I have been working through the following exercise (chapter $0$, number $17$, in Weissman's An Illustrated Theory of Numbers):
How many bits does the binary expansion of $10^{500}$ have?
I know the number of binary digits is $\lfloor 500 \cdot \log_2 10 \rfloor + 1$, so I can get the answer with a calculator.
Could I know how many bits the binary expansion of $10^{500}$ has, without a calculator or a logarithmic table? Does it help that this exercise considers the number of binary digits of a power of $10$?
It's easy to observe that $10^{500} = 5^{500} \cdot 2^{500}$, so its binary expansion ends with $500$ zeros. Then, I used the following factorization of $5^{500} - 1$: \begin{equation*} \begin{split} 5^{500} - 1 &= (5^{250} + 1) (5^{250} - 1) = (5^{250} + 1) (5^{125} + 1) (5^{125} - 1) \\ &= (5^{250} + 1) (5^{125} + 1) (5 - 1) (5^{124} + \ldots + 5 + 1). \end{split} \end{equation*} Therefore, the largest power of $2$ dividing $5^{500} - 1$ is $2^4$ and the binary expansion of $5^{500}$ ends with $10001$. But I can't get any further.

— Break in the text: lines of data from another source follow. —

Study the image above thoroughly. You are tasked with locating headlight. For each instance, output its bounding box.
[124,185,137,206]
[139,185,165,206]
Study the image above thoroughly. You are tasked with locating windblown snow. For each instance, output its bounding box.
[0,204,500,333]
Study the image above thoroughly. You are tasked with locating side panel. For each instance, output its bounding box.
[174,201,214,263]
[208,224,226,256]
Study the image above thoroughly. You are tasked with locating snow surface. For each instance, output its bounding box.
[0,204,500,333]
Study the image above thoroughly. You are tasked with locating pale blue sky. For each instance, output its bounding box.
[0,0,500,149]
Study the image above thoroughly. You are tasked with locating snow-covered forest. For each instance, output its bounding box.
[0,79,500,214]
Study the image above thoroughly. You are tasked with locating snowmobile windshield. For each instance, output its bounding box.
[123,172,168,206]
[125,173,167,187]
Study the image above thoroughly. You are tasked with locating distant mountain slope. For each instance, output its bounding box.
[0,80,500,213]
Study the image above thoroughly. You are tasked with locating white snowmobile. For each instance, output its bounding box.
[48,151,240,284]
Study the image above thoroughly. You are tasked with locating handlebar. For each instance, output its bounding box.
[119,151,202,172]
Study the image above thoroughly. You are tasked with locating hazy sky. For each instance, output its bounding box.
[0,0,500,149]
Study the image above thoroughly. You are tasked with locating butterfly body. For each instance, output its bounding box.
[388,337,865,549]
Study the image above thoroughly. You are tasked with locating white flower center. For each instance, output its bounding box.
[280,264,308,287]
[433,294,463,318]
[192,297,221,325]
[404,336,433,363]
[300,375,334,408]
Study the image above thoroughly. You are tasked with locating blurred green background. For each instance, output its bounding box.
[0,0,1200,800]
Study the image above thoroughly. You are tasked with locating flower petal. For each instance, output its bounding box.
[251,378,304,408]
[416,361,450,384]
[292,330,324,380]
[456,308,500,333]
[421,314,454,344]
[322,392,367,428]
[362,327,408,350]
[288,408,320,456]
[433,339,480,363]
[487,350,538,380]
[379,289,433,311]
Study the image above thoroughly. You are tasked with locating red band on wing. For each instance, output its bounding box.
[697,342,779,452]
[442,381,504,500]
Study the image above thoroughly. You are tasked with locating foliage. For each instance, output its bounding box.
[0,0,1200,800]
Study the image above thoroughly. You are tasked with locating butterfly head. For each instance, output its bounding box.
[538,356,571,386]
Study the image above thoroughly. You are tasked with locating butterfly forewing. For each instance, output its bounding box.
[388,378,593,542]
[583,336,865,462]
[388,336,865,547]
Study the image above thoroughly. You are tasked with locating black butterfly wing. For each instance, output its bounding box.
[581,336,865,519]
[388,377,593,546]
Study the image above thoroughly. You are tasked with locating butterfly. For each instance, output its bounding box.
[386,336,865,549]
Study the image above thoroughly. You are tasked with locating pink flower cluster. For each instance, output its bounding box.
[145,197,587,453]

Maybe you know that $\log_{10}2 \approx 0.30103$. We have $\log_2{10}=\frac 1{\log_{10}2}\approx \frac 1{0.30103}$. Doing the inversion is just a long division, which is quite possible without a calculator.
To compute $\log_2 (10)$ you can start with $\log_2(10)=3+\log_2(1.25)$. Take successive square roots of $2$ by hand and find the first one less than $1.25$. It will be $2^{1/4}$, so $\log_2(10)=3.25+\log_2(\frac {1.25}{2^{1/4}})$ You can keep going until you get the accuracy you need. You need it within about $0.002$. It will be some work, but you can get there. Tables are wonderful things.